As you know if you have been following the blog, I recently attended a conference of pre-law advisors and law school admissions folks . I was there to familiarize them with the Best Friends at the Bar books and program. Occasionally, I was able to break away from my display table to hear some of the panels and participate in some of the discussions. One panel really caught my attention.
The members of that panel addressed the law school admission process and particularly the issues of financial assistance and wait lists. The panelists were seasoned law school admission deans from very prestigious law schools. In other words, they have seen a lot in their careers as admissions officers, and they are used to turning a blind eye to some bad behavior because of the stress inherent in the application process. They understand the high stakes for many students applying to law school today and the pressures that many of those students feel.
However, these same folks are experiencing some really unprecedented bad behavior from students today—both male and female—and they were there to encourage the pre-law advisors to take a message forward to their advisees—-that this level of bad behavior comes at a cost.
It seems that we have entered a new realm of bad behavior—-especially from those top candidates, who are being courted by more than one top law school and are feeling very important and powerful. This manifests itself in accepted applicants leaving voicemail messages for law school admission deans inquiring “when is a good time for us to negotiate my scholarship money?” True story, according to the panelist, and it was followed by some other similar examples.
The response to that particular voicemail message, according to the panelist who received it, is NEVER. It is never a good time to have that discussion, when the question is stated in such a presumptuous and disrespectful manner. Maybe this accepted applicant is not as powerful as he or she thinks. I got the distinct impression that was the case. A student with an entitlement attitude like this is likely to manifest other similar attitudes that would not be positive contributions to the law school community, and the law school admissions folks know it. Let that student take the higher scholarship money at the other school—-if it exists—and be gone. Even law schools have their limits with attitude, even it comes from a 171 LSAT performer.
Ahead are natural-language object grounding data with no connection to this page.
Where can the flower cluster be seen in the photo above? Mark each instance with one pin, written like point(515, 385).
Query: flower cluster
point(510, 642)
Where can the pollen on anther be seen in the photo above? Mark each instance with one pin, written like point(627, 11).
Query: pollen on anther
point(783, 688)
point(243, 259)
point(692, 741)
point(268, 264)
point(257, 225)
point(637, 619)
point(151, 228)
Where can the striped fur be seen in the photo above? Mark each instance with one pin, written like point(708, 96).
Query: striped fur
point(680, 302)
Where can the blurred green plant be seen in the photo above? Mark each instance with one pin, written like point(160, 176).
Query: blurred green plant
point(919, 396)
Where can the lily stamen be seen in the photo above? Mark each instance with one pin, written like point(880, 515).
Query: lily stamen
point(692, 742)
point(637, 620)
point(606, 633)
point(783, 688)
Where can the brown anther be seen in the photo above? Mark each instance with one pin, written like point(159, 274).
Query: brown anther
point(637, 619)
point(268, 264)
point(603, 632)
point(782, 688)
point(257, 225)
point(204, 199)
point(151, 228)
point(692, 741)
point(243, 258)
I am appalled by this kind of bad behavior, and I hope that none of you falls victim to it. The behavior is just plain disrespectful and wrong. But, it bothers me for a different reason as well. We already have a pretty uncivil professional bar, and I fear that the perpetuation of bad behavior like this from law students may just propel us to an even more unseemly level of disrespect in our profession. When I shared that opinion with some of the panelists, they wholeheartedly agreed.
Get at grip. For those of you who feel entitled to flex your muscles because of your stellar academic achievements and your high LSAT scores, think again. Your academic achievements are hard to measure vis a vis the academic achievements of others at other learning institutions, and your high LSAT score often means that you are a good test taker. No more and no less. It does not mean that you will make a fine lawyer, and bad behavior like this demonstrates that maybe you will not be a credit to the bar of your choice in the future.
Curb your bad behavior because it is not worth the advantage that you seek, and it can come back to bite you in the end. In fact, I can pretty much guarantee you that it will.